A complicating factor, however, is that the nuclear power plant’s origins — as well as its 1986 accident — occurred during the Soviet era, in which Russian was not only the state language but the culturally enforced high-status language. In this sense, it really was the Chernobyl nuclear plant that exploded, since that’s what it was called at the time by the state that was responsible for it. Revising history by changing the power plant’s name might in this sense be wiping the (Soviet) state’s hands cleaner than the current (Ukrainian) state might wish. Independent Ukraine took it upon itself to address the failures of the former (Soviet) state, but the primary failure, emblematized by the accident, preceded its existence. (On the other hand, some of the power plant’s blocks continued functioning well into the era of independence, so even that gets complicated.)
The town, however — which is not where the nuclear power plant is located, but some distance away — predates both the Soviet era and the Russian imperial era, going back to the days of Rus’ (not Russia), well before the Ukrainian and Russian languages diverged/evolved into their modern variants.

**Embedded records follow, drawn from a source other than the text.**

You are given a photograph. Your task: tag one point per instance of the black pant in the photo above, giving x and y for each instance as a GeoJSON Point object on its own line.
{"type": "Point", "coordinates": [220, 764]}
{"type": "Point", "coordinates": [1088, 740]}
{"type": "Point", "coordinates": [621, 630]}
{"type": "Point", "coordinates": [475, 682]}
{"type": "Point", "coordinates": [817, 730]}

In that case, a historical perspective doesn’t definitively require either choice, so deferring to contemporary realities — with Chornobyl being a town in contemporary Ukraine (albeit a ghost town) — makes more sense.
thanks for sharing this, we aren’t nearly as haunted by these sites as we might well be.
seems like adequacy is a testable/empirical matter in this case, did it work?
I’m still searching for adequate images… (But if you mean, have I had good responses to the images I propose here, the answer is yes. But they haven’t reached very far.)